Luego le cogió de un brazo y, rodeando la pila central, le acercó a un lateral de la cueva: entre cuatro columnas de piedra blanca y transparente, como si fueran de cristal, se hallaba el esqueleto de una persona. Estaba tumbado, mirando hacia arriba. El cabello negro de la melena estaba extendido y le sobrepasaba la cintura; las uñas eran largas y un poco curvadas. El cuerpo estaba semienterrado con una capa de brillantes, o al menos eso parecían las miles de piedrecillas blancas y transparentes que lo cubrían como si fuera una manta. Sólo estaban descubiertos un brazo, una pierna y la cabeza, con su larga cabellera negra. El nicho en el que se encontraba parecía una suite real, con sus columnas y su techo lleno de adornos, como tallados por un misterioso escultor.

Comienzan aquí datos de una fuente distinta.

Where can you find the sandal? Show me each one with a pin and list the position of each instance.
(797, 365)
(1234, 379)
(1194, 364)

—¿Quién era? —le preguntó Pedro a su guía.

—No lo sabemos, ya estaba aquí. Dice el comandante que lleva miles de años. El mineral que la recubre a ella, y el que cuelga del techo y de las paredes, que parece mármol o cristal, son estalactitas o estalagmitas, según crezcan desde arriba hacia abajo o al contrario. Esa criatura se echó ahí para morir, o la pusieron ya muerta, y se ha ido cubriendo de esa piedra hasta formar una sola pieza con ella. La mujer, o lo que sea, está fosilizada. Dice mi jefe que se necesitan miles de años para que se pueda formar esa capa de piedras sobre ella.

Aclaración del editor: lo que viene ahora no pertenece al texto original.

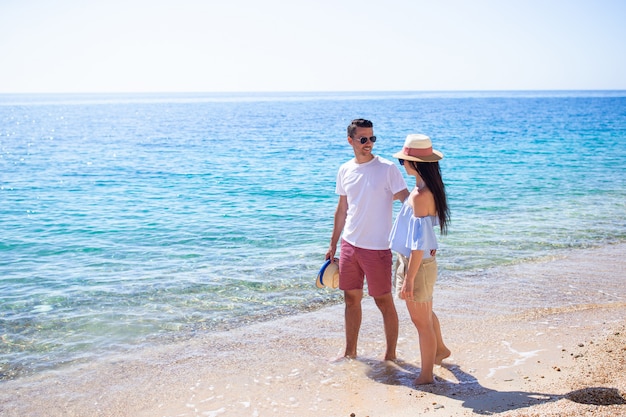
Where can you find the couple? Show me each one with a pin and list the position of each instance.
(367, 186)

Una vez terminada la visita subieron arriba con los demás. Estaban los dos hombres que Pedro conocía de antes y otros cinco que habían llegado mientras él visitaba la planta de abajo. Estaban abrigados con capotes, por la humedad, y se habían sentado sobre unos troncos de madera que les servían de taburetes, formando un círculo.

—Bueno muchacho, te hemos enseñado esto, y eso no lo hacemos con cualquiera. Ahora queremos que nos hables de ti.

Entonces, Pedro les contó toda su historia, y les preguntó si conocían a su padre: un sindicalista que había huido al comenzar la guerra y que no había dado señales de vida desde entonces.

—El nombre de Antúnez me suena, de cuando las huelgas de los trabajadores de la tierra; pero no lo he visto nunca —dijo uno de los hombres.

—A lo mejor llegó hasta Francia —dijo otro.

—No creo; debe de estar muerto, si no nos habría escrito alguna vez para que supiésemos que estaba vivo y que nos reuniésemos con él; pero no, nunca dio señales de vida —contestó Pedro.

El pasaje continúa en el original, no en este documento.